Nicht dass du denkst, 7 Punkte seien bei einer Bewertung schlecht. Die 7 Punkte bedeuten gut. 8 demnach sehr gut. 9 sogar außergewöhnlich oder herausragend gut, also entsprechend dem Plus der Note Eins oder dem "Summa cum laude" einer hervorragenden akademischen Arbeit. 10 Punkte hingegen stehen außerhalb der erfassbaren Bewertung (nicht zu fassen!), die ich persönlich als genial bezeichne, die aber so selten von mir vergeben werden, wie es eben solche unfassbaren Entertainment- und Kulturereignisse im Film und TV gibt.

7 Punkte bedeutet demnach, und dazu komme ich gleich, ein durch und durch sehenswerter Film oder eine solche Serie. Eigentlich müsste die obere Bewertungsskala die 10 ausschließen und eine Skala zwischen 1 und 9 darstellen (die 9 Affen), denn in meinem ganzen Leben habe ich vielleicht ein halbes Dutzend 10-Punkte-Serien gesehen und höchstens rund ein Dutzend solcher Spielfilme.

An ihrem entgegengesetzten Ende ist es allerdings nicht so, denn schlechter als 1 geht nicht. Man könnte es eventuell mit dem Licht vergleichen: 1 entspräche keinem Licht also dem Dunkel und dunkler als dunkel geht halt nicht. Beim Hellen gibt es aber noch die (innere) "Erleuchtung" quasi als eine über dem Licht stehende magische Eigenschaft.

So, dieses vorweg, um die im Grunde gute 7-Punkte-Bewertung der Serie "Timeless" besser einzuordnen. Inhaltlich gab es solche Themen schon oft, ich erinnre da an "Time Tunnel", der Mutter aller Zeitmaschinen-Serien, oder natürlich an H.G. Wells "Zeitmaschine" und deren fantastische filmische Umsetzung von George Pal (übrigens für mich ein 9-Punkte-Film). "Zurück in die Zukunft" habe ich allerdings nie gemocht, es ist ein 3-Punkte-Film, aber Star Trek IV "Zurück in die Gegenwart" verleihe ich satte 8 Punkte.

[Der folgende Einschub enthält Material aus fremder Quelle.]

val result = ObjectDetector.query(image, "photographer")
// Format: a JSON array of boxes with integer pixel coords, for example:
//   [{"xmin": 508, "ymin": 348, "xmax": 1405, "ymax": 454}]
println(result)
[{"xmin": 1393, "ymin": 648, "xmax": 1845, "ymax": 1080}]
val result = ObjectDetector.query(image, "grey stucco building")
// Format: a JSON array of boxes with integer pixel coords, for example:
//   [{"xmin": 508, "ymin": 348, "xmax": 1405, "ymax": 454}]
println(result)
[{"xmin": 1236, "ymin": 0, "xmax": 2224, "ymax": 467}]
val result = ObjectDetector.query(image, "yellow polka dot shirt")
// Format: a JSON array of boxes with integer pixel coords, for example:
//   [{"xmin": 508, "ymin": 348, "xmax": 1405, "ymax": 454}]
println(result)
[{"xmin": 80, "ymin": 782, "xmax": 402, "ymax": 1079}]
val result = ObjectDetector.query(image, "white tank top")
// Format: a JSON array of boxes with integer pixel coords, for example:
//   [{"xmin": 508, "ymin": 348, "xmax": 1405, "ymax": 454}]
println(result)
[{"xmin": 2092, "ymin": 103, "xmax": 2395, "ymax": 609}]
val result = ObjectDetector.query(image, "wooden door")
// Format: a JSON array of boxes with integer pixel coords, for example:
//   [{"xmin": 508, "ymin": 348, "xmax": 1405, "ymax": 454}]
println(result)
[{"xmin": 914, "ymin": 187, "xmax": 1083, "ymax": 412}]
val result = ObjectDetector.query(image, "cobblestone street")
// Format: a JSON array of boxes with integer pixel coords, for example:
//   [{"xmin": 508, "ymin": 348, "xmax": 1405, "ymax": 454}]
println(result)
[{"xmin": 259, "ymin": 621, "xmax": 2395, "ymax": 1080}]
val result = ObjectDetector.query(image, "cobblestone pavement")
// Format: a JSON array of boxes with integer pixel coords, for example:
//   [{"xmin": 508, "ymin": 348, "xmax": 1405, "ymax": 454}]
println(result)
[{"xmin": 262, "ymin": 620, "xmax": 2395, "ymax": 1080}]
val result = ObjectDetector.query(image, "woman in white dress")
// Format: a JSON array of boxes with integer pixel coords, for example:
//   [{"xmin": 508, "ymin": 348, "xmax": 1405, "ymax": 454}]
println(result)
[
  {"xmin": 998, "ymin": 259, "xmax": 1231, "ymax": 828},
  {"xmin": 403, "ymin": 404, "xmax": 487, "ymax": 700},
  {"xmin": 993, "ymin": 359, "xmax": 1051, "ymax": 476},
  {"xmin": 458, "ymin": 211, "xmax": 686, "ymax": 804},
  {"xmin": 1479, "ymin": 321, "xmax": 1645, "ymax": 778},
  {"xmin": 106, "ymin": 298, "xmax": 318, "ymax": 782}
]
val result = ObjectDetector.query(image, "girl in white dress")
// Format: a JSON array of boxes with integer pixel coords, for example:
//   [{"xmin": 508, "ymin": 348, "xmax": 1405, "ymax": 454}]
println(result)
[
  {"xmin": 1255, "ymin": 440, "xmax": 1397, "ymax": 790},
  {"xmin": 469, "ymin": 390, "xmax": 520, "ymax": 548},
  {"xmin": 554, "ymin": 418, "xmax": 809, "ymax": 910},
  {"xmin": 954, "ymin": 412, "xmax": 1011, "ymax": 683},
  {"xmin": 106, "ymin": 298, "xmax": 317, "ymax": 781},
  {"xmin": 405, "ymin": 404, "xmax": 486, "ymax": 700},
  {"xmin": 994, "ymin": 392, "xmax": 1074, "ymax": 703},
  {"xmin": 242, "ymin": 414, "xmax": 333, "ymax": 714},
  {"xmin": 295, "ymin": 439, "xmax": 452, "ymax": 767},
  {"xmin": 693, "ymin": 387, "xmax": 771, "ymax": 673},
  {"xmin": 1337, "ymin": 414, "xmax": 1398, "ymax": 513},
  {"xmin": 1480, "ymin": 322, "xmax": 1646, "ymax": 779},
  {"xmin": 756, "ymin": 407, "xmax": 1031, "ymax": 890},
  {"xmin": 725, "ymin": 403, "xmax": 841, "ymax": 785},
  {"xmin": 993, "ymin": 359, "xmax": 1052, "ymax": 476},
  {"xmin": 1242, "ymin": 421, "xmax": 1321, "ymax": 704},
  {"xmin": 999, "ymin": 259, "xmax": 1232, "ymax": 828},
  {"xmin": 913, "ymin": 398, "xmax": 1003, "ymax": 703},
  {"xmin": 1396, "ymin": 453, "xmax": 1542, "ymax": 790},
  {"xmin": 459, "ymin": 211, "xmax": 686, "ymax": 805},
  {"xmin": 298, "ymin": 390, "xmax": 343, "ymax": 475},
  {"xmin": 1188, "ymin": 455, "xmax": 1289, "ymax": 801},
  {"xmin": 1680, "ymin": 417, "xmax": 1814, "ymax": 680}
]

Nun, ich schweife ab. "Timeless" entwickelt sich zu einem Serien-Comic. Nicht tiefgründig, geschichtlich arg oberflächlich und von vielen Elementen einer Soap-Opera durchdrungen, so finde ich die Serie trotzdem nicht so flach und dumm wie die üblichen Exemplare dieses Genres; es ist bloße aber eben gute Unterhaltung - und das genügt doch vollkommen, oder? Da arbeitstechnisch bis Freitag frei ist (Jubel! Trubel! Heiterkeit!), werde ich diese Freizeit unter anderem mit dieser Serie füllen. 16 Episoden der 1. Staffel und 10 der 2. Staffel liegen dazu parat, ein Drittel der 1. Staffel habe ich bereits gesehen.

"Georg, hast du denn nichts Vernünftiges in deiner Freizeit zu tun?"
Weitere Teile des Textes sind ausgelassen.